Sur 90 ha à Taulé (29), Anne-Marie et Christian Bernard produisent des légumes de plein champ (chou-fleur, artichaut, chou pomme…) et conduisent 80 mères Salers. Depuis peu, le couple s’est lancé dans la myrtille. « La Sica nous a proposé cette nouvelle culture. Ce qui m’a donné envie de démarrer est le côté bienfait pour la santé de ce fruit riche en vitamines et antioxydants », explique Anne-Marie Bernard. « Le réchauffement climatique est là. Produire du légume l’été est devenu compliqué même si les prix sont élevés. Nous avions l’envie de nous diversifier. Nous avons testé les crosnes, l’ail, la rhubarbe et finalement conservé la myrtille », poursuit Christian Bernard.
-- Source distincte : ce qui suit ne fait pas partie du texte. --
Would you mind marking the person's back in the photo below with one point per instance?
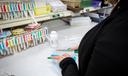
(103, 50)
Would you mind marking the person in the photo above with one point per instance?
(103, 51)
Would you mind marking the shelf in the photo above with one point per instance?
(92, 9)
(22, 21)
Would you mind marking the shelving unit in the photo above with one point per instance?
(22, 21)
(93, 9)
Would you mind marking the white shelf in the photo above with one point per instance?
(91, 9)
(22, 21)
Un pilotage fin de l’arrosage
Culture en pots
La myrtille se cultive hors-sol en plein air. À l’EARL, les plants sont protégés par un filet brise-vent intégral (au-dessus et sur les côtés) contre la grêle et les oiseaux. « Ce nouveau métier vient changer le quotidien. On découvre peu à peu. Cela réclame beaucoup de surveillance », explique le Finistérien qui a un sens aigu de l’observation quand il s’agit de plantes. Les premiers plants ont été commandés en 2022 et mis en pot début 2023 dans un terreau spécifique. Réclamant un sol très acide (pH de 4,5 à 5,5) et très drainant, la terre bretonne n’est pas adaptée. « Objectif visé : 4 500 à 5 000 pots/ha. »
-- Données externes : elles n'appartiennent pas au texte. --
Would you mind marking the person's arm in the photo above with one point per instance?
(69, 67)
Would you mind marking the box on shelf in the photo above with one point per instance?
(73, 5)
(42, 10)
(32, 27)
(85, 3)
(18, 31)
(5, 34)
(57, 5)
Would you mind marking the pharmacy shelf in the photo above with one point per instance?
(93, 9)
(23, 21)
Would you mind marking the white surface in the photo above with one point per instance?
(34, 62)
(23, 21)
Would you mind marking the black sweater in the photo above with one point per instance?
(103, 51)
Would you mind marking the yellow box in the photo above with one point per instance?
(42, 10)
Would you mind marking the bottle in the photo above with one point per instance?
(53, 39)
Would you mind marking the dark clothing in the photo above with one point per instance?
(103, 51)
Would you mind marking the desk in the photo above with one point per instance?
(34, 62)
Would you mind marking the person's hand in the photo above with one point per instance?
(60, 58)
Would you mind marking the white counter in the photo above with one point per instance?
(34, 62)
À la floraison, cinq ruches de bourdons favorisent la pollinisation. À partir du printemps, la fertirrigation au goutte-à-goutte est importante. « On arrose doucement à partir de la floraison. Cela favorise le développement des feuilles qui tardent à venir. Puis on apporte davantage quand les fruits sont formés. Le pilotage est fin pour limiter l’excès d’eau pouvant donner une asphyxie racinaire », détaille Christian Bernard « On apprend sur le tas, tous les jours. »


Lutte biologique
En plus du technicien tomates de la Sica, un consultant italien passe régulièrement chez les 8 producteurs de myrtilles de Prince de Bretagne. La fragilité des plants était ce qui inquiétait le plus Christian Bernard au départ. « Cécidomyies, pucerons… À un moment, il y a eu aussi des chenilles partout. » De la lutte biologique a été mise en œuvre. Après un test de pièges à phéromones, des pièges à néon ont apporté leur efficacité pour attraper les papillons la nuit.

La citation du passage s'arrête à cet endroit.